Маска

     Случай, о котором я хочу рассказать, не слишком похож на правду. Сам не знаю, как к этому относиться. Времени прошло достаточно, а как не знал, так и не знаю. И все, кому ни расскажу, такого же примерно мнения, не знаем, говорят, что бы это могло быть и возможно ли такое вообще. Но им проще, а я-то там был.
     Это случилось в восемьдесят втором. Я тогда на гидрографе «Атамания» ходил. Район работ нам достался мама не горюй, такой гнилой угол, что какие-нибудь Бермуды и рядом не валялись. Постоянные туманы, зыбь буквально душу выворачивает, до земли сотни миль. Пятую неделю мы между двух точек, как меж двух огней, болтаемся, и конца-края этому удовольствию не предвидится.
     Бодрится народ как может. Кто замлеет, того всей командой выручаем. Кому сто грамм, а кому и хорошая шутка в подмогу – команда слаженная, работаем бок о бок не первый год.
     Все, кроме штурмана, Трофимова Сергея. Серёга – человек новый, а как известно, где тонко, там и рвётся. Так оно и получилось.
     Смотрим – загрустил. Мужик взрослый, не мальчик, ну и отправил к нему командир буфетчицу Тасю, женщину тоже взрослую, но симпатичную и душевную.
     Не помогло. Ещё и Тася загрустила. Ни разу такого не было, говорит, чтоб мне про какую-то жуткую маску всю дорогу рассказывали. Видно, совсем вышла я в тираж, раньше не рассказывали, а показывали, и уж точно совсем не маску.
     Продолжает грустить наш Серёга. Да и наш-то он ещё не совсем, кто его знает, как с ним надо, чтоб и по-хорошему, и помогло.
     Подзывает меня командир. И просит (по-человечьи так просит, у нас отношения вообще нормальные были): ты поговори с ним сегодня в пересменку, я, мол, говорил, а толку нет. И помполит говорил, с тем же результатом. Теперь грозится на собрание этот вопрос вынести...

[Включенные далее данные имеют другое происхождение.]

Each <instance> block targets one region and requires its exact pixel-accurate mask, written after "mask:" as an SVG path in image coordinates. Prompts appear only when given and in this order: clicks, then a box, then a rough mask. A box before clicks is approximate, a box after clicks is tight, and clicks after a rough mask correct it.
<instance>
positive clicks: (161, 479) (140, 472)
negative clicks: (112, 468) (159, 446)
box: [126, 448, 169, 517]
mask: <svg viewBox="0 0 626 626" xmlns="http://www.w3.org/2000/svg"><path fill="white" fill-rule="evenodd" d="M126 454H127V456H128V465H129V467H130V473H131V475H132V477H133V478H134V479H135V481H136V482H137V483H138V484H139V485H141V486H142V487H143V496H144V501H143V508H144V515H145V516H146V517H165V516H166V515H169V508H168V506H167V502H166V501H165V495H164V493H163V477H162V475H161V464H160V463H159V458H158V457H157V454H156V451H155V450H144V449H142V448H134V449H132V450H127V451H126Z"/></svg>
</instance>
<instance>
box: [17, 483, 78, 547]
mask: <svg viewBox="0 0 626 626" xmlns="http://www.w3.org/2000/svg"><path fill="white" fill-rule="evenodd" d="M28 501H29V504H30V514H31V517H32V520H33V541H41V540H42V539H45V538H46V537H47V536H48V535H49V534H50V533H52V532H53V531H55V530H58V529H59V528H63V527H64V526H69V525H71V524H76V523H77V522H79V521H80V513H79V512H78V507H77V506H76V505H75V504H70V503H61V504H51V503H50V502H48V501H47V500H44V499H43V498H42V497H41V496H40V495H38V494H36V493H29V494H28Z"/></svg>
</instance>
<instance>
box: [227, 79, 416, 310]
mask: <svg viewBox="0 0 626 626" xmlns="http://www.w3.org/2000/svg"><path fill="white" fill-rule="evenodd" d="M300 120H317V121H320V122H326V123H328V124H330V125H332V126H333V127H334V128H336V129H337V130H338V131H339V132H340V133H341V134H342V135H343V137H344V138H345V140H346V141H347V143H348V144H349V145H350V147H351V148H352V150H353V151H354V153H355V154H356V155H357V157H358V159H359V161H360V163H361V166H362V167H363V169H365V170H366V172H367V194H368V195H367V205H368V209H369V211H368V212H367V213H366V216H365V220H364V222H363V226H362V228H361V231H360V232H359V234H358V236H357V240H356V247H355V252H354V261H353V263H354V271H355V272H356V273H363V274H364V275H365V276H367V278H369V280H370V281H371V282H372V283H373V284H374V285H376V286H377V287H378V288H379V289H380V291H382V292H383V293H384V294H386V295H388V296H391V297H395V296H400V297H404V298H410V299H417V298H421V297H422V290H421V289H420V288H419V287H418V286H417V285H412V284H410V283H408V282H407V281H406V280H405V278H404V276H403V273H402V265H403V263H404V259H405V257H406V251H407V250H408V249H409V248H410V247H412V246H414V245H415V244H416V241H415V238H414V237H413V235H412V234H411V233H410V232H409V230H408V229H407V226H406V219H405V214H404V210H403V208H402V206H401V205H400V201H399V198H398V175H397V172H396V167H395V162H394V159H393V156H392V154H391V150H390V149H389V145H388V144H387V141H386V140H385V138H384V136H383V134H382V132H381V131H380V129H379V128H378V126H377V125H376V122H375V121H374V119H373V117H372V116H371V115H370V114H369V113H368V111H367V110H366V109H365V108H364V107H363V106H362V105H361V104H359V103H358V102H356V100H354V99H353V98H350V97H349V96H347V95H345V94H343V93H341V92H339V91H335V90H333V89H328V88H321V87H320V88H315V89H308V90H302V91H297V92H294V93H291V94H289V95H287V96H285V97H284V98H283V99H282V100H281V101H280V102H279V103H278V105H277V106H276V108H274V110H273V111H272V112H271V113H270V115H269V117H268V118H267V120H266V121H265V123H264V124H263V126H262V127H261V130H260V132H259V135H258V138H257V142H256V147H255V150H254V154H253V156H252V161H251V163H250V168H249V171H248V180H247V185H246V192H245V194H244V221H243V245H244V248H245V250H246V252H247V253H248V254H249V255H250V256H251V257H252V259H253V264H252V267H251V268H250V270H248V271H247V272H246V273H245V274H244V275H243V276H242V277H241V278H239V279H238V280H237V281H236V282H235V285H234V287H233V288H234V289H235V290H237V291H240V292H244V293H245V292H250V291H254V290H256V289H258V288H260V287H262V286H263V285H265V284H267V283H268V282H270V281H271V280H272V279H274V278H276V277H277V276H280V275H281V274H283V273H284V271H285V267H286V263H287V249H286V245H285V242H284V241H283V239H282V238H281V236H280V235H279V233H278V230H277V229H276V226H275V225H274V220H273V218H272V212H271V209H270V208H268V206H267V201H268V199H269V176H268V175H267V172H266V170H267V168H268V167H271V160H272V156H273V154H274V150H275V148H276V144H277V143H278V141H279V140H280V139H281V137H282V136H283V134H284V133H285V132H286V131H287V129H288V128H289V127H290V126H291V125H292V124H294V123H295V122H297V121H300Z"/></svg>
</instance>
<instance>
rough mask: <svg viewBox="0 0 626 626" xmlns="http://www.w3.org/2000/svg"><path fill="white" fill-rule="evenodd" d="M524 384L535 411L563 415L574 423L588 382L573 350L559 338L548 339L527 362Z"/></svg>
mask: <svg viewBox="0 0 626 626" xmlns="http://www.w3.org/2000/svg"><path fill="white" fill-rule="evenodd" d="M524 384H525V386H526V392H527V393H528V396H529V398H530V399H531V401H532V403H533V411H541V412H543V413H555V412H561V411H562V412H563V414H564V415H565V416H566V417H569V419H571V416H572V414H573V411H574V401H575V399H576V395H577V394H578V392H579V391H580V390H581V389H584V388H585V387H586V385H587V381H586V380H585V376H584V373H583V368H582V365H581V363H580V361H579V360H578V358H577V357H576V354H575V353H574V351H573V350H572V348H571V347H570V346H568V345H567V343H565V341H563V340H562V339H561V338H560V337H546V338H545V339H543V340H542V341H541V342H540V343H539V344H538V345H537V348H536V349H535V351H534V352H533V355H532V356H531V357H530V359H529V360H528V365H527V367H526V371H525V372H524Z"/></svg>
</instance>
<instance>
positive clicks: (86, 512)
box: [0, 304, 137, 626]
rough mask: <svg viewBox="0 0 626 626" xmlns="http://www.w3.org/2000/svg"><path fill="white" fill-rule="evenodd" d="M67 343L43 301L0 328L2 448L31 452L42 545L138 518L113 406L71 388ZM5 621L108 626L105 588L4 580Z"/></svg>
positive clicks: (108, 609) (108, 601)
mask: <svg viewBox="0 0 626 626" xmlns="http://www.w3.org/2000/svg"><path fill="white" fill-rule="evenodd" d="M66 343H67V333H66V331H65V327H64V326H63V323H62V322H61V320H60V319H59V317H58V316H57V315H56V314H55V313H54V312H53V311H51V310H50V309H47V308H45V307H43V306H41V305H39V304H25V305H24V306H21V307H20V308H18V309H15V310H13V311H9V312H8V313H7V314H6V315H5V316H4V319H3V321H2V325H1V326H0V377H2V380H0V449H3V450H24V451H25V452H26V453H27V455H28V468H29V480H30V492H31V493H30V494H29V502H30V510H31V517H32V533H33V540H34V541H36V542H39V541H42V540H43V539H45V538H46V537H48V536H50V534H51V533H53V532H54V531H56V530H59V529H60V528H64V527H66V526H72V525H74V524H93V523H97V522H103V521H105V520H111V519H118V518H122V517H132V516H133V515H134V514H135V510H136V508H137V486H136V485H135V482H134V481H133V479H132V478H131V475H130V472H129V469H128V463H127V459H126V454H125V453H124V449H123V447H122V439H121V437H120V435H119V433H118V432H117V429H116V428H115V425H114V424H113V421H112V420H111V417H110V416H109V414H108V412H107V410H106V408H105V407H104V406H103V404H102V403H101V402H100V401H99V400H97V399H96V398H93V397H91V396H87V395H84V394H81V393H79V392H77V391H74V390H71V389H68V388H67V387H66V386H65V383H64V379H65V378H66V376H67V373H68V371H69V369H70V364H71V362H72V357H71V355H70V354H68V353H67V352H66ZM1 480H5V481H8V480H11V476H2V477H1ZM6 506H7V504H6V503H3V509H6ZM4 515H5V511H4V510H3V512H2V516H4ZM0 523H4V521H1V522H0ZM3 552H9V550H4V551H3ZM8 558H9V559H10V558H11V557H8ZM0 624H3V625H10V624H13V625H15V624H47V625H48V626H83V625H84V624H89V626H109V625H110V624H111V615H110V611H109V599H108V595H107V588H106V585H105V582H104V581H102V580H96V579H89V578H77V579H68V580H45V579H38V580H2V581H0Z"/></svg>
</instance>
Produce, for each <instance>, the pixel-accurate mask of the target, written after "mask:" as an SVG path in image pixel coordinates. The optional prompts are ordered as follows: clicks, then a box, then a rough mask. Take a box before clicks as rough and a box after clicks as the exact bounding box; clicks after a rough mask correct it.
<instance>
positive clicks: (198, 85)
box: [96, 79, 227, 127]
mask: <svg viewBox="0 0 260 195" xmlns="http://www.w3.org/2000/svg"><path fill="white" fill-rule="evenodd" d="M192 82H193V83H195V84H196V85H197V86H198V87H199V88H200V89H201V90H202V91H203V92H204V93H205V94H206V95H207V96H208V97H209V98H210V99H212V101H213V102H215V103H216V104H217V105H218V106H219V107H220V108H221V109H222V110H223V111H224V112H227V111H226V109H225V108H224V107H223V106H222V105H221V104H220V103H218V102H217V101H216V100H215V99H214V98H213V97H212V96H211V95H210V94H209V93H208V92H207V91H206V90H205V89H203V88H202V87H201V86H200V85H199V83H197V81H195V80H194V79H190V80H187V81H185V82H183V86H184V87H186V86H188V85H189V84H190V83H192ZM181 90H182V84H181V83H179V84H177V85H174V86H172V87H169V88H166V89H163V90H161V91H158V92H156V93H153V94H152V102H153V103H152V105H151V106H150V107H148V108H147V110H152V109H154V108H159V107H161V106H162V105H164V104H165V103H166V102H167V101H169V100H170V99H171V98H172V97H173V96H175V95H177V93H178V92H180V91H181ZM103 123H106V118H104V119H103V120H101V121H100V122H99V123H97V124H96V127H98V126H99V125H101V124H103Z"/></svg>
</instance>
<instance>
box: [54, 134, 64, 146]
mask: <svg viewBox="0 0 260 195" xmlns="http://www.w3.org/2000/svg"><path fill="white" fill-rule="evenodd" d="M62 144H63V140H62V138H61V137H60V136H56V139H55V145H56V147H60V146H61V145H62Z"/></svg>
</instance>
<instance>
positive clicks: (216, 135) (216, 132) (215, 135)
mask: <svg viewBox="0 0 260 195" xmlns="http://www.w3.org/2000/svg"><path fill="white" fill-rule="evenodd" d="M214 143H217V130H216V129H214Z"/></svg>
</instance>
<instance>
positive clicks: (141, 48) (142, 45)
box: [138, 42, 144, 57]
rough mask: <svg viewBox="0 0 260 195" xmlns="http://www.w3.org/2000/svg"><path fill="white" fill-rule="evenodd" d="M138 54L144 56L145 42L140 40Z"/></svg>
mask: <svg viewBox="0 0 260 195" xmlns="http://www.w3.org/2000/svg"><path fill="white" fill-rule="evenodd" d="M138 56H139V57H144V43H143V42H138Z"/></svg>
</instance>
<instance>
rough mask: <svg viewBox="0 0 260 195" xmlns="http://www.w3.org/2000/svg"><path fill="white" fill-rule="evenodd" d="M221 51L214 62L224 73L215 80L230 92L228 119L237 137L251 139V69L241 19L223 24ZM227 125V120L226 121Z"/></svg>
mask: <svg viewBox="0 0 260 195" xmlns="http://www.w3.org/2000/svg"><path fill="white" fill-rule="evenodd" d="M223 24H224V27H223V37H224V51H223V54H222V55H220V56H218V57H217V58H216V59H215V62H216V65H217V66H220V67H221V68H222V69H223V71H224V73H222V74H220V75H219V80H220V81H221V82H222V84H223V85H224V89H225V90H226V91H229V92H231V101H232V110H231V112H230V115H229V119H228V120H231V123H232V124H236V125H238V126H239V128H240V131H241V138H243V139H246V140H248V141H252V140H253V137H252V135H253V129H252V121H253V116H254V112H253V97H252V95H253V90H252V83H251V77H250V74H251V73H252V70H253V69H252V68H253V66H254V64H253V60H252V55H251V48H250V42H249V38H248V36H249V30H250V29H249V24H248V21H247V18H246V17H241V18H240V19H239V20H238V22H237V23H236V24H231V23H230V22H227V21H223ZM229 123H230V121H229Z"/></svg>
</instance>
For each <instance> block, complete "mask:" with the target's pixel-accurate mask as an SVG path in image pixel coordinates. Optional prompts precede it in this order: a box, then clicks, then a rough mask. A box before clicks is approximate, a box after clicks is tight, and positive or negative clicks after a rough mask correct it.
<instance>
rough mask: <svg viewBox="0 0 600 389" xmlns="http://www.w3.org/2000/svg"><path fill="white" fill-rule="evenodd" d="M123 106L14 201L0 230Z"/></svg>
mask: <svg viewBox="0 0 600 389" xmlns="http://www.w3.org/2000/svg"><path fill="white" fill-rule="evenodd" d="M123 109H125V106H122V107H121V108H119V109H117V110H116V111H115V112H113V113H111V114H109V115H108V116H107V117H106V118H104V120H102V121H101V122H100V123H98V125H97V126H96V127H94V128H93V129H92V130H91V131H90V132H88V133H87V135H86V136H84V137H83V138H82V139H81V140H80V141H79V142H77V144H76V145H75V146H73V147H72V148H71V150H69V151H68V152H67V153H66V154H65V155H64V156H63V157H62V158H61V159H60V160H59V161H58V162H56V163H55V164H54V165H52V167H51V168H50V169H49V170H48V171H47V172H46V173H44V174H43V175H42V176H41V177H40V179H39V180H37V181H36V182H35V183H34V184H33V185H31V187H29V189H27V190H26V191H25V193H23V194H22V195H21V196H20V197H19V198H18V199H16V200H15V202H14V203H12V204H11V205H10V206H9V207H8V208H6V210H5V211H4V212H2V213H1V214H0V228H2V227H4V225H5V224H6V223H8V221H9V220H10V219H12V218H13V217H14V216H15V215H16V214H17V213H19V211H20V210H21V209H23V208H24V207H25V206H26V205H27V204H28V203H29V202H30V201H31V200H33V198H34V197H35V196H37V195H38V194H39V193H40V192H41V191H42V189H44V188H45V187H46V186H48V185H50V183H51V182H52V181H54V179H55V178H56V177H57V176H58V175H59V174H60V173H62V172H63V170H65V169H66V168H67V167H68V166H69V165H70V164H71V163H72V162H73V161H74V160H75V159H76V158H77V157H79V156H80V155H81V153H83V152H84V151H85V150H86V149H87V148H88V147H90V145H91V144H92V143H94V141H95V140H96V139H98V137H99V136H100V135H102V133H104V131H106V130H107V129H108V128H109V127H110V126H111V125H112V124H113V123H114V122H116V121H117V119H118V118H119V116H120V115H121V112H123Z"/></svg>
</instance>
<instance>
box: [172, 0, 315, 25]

     А чтоб вы знали, помполит наш – помощник по политической части – мужичок был неприятный и въедливый, и фамилия, кстати, соответствующая – Зубов. Сам не понимаю, как мы с ним ладили. Привыкли наверно, ко всему привыкаешь. Но это мы привыкли, а штурман вряд ли.
     В общем, ситуацию я усвоил, поговорить пообещал, а потом сотню раз пожалел и сто акул себе в глотку пожелал. Что я ему скажу? Тут или специалист нужен, или близкий человек. А я, как понимаете, ни то и ни другое. Но взялся за гуж... Ладно.
     Заявился я принимать у него вахту с твёрдым намерением исполнить обещанное. А там, похоже, уже и не до разговоров!
     Сидит Серёга на полу, под пультами, физиономия перепуганная, и ноги поджал так, как будто что-то на него вот-вот напрыгнет. Большим специалистом быть не надо, чтобы понять, что совсем его накрыло.
     – Ну чего ты? Сергей Батькович... – всё, что я сообразил сказать.
     А он кивает головой куда-то в угол. Я цыкаю, но, машинально, туда заглядываю... Якорь тебе в душу! Лежит там что-то. Да не просто лежит, а трясётся и колышется так, что ясно: не бортовая качка тому виной. Оно живое!
     Я чуть не отскочил, но вовремя в руки себя взял. Негоже советскому моряку (да, на полном серьёзе я это, помнится, подумал, не зря, видно, Зубов свой хлеб едал, хорошо работал, зараза) козлом скакать от того, что трясётся и колышется.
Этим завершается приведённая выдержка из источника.